GERUSALEMME : QUANDO UN COMPROMESSO ACCETTABILE ?

Le violente proteste dei palestinesi, e non solo, alla dichiarazione del Presidente Trump di voler dare seguito alla decisione di trasferimento dell’ambasciata USA da Tel Aviv a Gerusalemme ( scelta del Congresso USA “congelata” da anni ) ha confermato le perplessità di molti circa l’opportunità di questa scelta.

Il carattere ebraico fondativo di Gerusalemme dovrebbe essere considerato storicamente scontato, ma non è così, se non per i cristiani che dalle loro scritture conoscono tutto questo, a partire dall’ebraicità di Gesù.

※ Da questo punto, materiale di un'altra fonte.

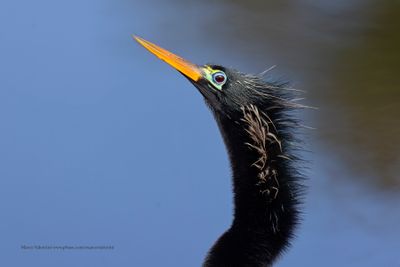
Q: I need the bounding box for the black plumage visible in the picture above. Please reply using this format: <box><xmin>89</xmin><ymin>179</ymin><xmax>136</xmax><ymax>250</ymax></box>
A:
<box><xmin>135</xmin><ymin>37</ymin><xmax>304</xmax><ymax>267</ymax></box>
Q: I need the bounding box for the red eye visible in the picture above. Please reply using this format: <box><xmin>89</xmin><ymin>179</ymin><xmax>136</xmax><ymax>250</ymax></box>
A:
<box><xmin>213</xmin><ymin>72</ymin><xmax>226</xmax><ymax>85</ymax></box>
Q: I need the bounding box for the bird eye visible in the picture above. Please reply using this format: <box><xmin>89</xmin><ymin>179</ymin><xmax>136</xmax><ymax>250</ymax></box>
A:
<box><xmin>212</xmin><ymin>71</ymin><xmax>226</xmax><ymax>85</ymax></box>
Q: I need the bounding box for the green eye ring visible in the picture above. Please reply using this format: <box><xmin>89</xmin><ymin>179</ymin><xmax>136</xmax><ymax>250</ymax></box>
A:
<box><xmin>204</xmin><ymin>66</ymin><xmax>228</xmax><ymax>90</ymax></box>
<box><xmin>212</xmin><ymin>71</ymin><xmax>226</xmax><ymax>86</ymax></box>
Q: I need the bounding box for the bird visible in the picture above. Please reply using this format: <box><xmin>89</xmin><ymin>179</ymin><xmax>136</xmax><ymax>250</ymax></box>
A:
<box><xmin>133</xmin><ymin>35</ymin><xmax>305</xmax><ymax>267</ymax></box>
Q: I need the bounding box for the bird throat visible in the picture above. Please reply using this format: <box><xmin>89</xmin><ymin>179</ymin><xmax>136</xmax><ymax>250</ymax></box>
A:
<box><xmin>204</xmin><ymin>105</ymin><xmax>297</xmax><ymax>267</ymax></box>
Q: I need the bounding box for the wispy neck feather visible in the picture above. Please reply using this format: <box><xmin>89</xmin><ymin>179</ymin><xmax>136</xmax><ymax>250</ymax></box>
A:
<box><xmin>203</xmin><ymin>91</ymin><xmax>301</xmax><ymax>267</ymax></box>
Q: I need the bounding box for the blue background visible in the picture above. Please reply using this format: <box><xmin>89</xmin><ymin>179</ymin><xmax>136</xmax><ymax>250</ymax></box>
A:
<box><xmin>0</xmin><ymin>0</ymin><xmax>400</xmax><ymax>266</ymax></box>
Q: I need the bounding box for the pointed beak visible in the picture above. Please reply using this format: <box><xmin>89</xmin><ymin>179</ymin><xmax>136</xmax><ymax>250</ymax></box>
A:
<box><xmin>133</xmin><ymin>35</ymin><xmax>203</xmax><ymax>82</ymax></box>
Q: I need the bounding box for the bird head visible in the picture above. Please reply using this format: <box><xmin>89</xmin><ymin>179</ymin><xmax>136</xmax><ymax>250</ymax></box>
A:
<box><xmin>134</xmin><ymin>36</ymin><xmax>279</xmax><ymax>116</ymax></box>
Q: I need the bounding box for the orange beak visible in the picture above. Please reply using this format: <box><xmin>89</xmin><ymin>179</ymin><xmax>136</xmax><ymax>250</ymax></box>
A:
<box><xmin>133</xmin><ymin>35</ymin><xmax>203</xmax><ymax>82</ymax></box>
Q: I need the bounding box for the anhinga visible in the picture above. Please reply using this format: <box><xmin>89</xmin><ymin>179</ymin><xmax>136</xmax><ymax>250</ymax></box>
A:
<box><xmin>134</xmin><ymin>36</ymin><xmax>302</xmax><ymax>267</ymax></box>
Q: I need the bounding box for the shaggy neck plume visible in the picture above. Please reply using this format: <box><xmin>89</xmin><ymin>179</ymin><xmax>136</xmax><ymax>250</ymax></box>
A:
<box><xmin>204</xmin><ymin>105</ymin><xmax>298</xmax><ymax>267</ymax></box>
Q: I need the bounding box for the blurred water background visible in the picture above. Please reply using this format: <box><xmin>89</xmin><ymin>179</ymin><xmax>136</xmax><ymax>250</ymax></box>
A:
<box><xmin>0</xmin><ymin>0</ymin><xmax>400</xmax><ymax>267</ymax></box>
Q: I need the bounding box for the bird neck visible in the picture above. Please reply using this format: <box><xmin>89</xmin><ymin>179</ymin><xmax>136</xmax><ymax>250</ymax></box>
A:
<box><xmin>204</xmin><ymin>105</ymin><xmax>297</xmax><ymax>267</ymax></box>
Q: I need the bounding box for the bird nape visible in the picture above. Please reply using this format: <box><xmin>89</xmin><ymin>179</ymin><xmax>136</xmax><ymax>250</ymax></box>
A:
<box><xmin>134</xmin><ymin>36</ymin><xmax>303</xmax><ymax>267</ymax></box>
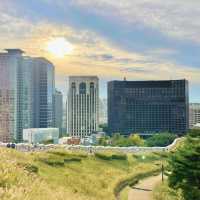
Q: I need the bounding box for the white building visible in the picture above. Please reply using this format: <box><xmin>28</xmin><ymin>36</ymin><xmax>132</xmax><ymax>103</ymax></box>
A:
<box><xmin>54</xmin><ymin>90</ymin><xmax>63</xmax><ymax>131</ymax></box>
<box><xmin>23</xmin><ymin>128</ymin><xmax>59</xmax><ymax>144</ymax></box>
<box><xmin>189</xmin><ymin>103</ymin><xmax>200</xmax><ymax>129</ymax></box>
<box><xmin>0</xmin><ymin>49</ymin><xmax>55</xmax><ymax>142</ymax></box>
<box><xmin>99</xmin><ymin>99</ymin><xmax>108</xmax><ymax>124</ymax></box>
<box><xmin>67</xmin><ymin>76</ymin><xmax>99</xmax><ymax>138</ymax></box>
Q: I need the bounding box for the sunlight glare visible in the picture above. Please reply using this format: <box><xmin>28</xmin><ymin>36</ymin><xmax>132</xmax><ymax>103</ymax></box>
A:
<box><xmin>47</xmin><ymin>37</ymin><xmax>73</xmax><ymax>58</ymax></box>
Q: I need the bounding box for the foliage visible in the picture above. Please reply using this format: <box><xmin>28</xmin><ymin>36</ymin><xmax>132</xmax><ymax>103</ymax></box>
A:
<box><xmin>0</xmin><ymin>148</ymin><xmax>165</xmax><ymax>200</ymax></box>
<box><xmin>146</xmin><ymin>133</ymin><xmax>177</xmax><ymax>147</ymax></box>
<box><xmin>99</xmin><ymin>123</ymin><xmax>108</xmax><ymax>133</ymax></box>
<box><xmin>39</xmin><ymin>158</ymin><xmax>65</xmax><ymax>167</ymax></box>
<box><xmin>41</xmin><ymin>139</ymin><xmax>54</xmax><ymax>144</ymax></box>
<box><xmin>169</xmin><ymin>130</ymin><xmax>200</xmax><ymax>200</ymax></box>
<box><xmin>153</xmin><ymin>182</ymin><xmax>184</xmax><ymax>200</ymax></box>
<box><xmin>110</xmin><ymin>133</ymin><xmax>144</xmax><ymax>147</ymax></box>
<box><xmin>112</xmin><ymin>153</ymin><xmax>127</xmax><ymax>160</ymax></box>
<box><xmin>95</xmin><ymin>152</ymin><xmax>112</xmax><ymax>160</ymax></box>
<box><xmin>129</xmin><ymin>134</ymin><xmax>144</xmax><ymax>146</ymax></box>
<box><xmin>98</xmin><ymin>135</ymin><xmax>110</xmax><ymax>146</ymax></box>
<box><xmin>64</xmin><ymin>158</ymin><xmax>81</xmax><ymax>163</ymax></box>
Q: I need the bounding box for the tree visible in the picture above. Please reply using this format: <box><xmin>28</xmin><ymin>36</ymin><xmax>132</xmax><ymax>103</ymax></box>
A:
<box><xmin>169</xmin><ymin>130</ymin><xmax>200</xmax><ymax>200</ymax></box>
<box><xmin>146</xmin><ymin>133</ymin><xmax>177</xmax><ymax>147</ymax></box>
<box><xmin>98</xmin><ymin>136</ymin><xmax>110</xmax><ymax>146</ymax></box>
<box><xmin>129</xmin><ymin>134</ymin><xmax>144</xmax><ymax>146</ymax></box>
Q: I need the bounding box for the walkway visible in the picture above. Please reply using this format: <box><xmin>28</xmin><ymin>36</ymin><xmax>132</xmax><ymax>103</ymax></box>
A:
<box><xmin>128</xmin><ymin>175</ymin><xmax>161</xmax><ymax>200</ymax></box>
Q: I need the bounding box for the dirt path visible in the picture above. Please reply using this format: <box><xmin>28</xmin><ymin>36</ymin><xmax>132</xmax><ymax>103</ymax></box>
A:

Ma è anche vero che Gerusalemme ha vissuto nella storia sovrapposizioni di altre culture, religioni e domini politici che non possono essere ignorati, così come non può essere ignorato il quadro che si è venuto a creare inaspettatamente dopo la cosiddetta “guerra dei 6 giorni” del 1967.

Non può essere elusa, pertanto, da parte dei vari attori in causa la responsabilità di percorrere vie di pazienza , di onestà e di ricerca di compromessi, necessari per rendere vivibile questa area tanto delicata e tanto cara a molti per diverse ragioni, anche se finora i tentativi di pacificazione sono parzialmente falliti.

Una premessa necessaria per dare un esito positivo a questo che sembra un interminabile conflitto è il riconoscimento dello Stato Palestinese come Stato Sovrano, accanto allo Stato di Israele, la cui legittimità, sancita dall’ONU nel 1948, sia però riconosciuta da quanti, Stati e Movimenti, non lo hanno fatto finora.

Dedicheremo la nostra preghiera e meditazione interreligiosa per la Pace del prossimo 27 Dicembre all’invocazione che si facciano passi avanti in questa direzione.